Everything is going smoothly, however - it is only using the latest available offset. That is, once it begins running, it only sinks the newly produced messages to GCS and not the already existing messages from Kafka. I have tried deleting the kafka connect storage/offset topics, creating a new connector name, etc. However, it always starts at the latest offset.

If there anyway to configure earliest offset for Kafka Connect GCS Sink? I have not seen any configurations to handle this on

https://docs.confluent.io/current/connect/kafka-connect-gcs/configuration_options.html

or

https://docs.confluent.io/current/connect/references/allconfigs.html

I've tried deleting any kafka connect topics/file storage, as well as starting with a new connector name

I am seeing the Kafka Connect sink messages that were produced after the connector started.

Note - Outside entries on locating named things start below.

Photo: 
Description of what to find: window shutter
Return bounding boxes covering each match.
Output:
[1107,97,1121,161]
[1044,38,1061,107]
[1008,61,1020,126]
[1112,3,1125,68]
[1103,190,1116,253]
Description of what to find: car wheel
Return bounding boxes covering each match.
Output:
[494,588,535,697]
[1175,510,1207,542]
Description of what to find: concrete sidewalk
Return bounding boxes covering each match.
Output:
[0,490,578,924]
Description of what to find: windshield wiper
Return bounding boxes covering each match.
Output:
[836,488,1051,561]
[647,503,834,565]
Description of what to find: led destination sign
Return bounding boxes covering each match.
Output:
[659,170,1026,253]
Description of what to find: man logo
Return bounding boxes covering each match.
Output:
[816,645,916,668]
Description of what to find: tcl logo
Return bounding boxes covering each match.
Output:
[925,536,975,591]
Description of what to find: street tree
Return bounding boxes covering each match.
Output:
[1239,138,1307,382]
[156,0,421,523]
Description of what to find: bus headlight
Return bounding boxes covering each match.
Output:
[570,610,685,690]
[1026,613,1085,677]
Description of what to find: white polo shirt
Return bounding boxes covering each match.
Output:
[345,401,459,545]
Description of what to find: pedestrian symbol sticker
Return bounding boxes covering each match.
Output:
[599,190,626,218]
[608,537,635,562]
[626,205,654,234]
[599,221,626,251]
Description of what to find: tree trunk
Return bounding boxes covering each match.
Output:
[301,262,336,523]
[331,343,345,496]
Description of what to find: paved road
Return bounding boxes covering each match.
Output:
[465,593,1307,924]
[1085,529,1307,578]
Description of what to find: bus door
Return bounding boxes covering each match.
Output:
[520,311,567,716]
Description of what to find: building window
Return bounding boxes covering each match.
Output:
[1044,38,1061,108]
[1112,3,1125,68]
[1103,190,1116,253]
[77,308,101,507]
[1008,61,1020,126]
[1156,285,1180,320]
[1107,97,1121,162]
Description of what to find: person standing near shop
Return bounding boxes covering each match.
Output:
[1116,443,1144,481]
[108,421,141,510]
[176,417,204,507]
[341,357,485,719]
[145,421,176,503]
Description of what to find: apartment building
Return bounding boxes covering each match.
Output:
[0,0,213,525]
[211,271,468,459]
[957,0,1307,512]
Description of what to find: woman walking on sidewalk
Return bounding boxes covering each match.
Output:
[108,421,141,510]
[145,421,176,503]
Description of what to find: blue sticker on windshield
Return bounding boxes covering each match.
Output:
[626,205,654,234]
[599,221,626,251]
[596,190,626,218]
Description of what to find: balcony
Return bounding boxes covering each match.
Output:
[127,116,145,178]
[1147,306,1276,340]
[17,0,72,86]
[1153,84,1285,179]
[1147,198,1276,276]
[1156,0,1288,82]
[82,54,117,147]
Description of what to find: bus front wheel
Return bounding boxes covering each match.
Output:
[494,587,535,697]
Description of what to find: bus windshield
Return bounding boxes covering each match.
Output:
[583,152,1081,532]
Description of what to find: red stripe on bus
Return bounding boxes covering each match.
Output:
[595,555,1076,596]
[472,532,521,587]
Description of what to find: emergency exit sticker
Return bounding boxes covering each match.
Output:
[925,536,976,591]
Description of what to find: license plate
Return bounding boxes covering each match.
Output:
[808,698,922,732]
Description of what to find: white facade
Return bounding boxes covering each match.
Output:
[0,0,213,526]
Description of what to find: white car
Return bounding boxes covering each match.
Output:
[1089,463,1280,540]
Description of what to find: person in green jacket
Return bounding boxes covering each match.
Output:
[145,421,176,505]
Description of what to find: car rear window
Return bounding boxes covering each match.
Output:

I am expecting/need messages to sink from the earliest available offset, ie. start from earliest message if no offset is committed for the connector

1

1 Answers

1
votes

When you create a connector for the first time it will take by default the earliest offset. You should see this in the Connect worker log:

[2019-08-05 23:31:35,405] INFO ConsumerConfig values:
        allow.auto.create.topics = true
        auto.commit.interval.ms = 5000
        auto.offset.reset = earliest
…

You can override this by changing in the Worker config : consumer.auto.offset.reset.

When you delete a connector and recreate it, the offset will be retained and reused.

If you create a connector with a new name, it will use the offset as set in the connect worker (earliest) by default.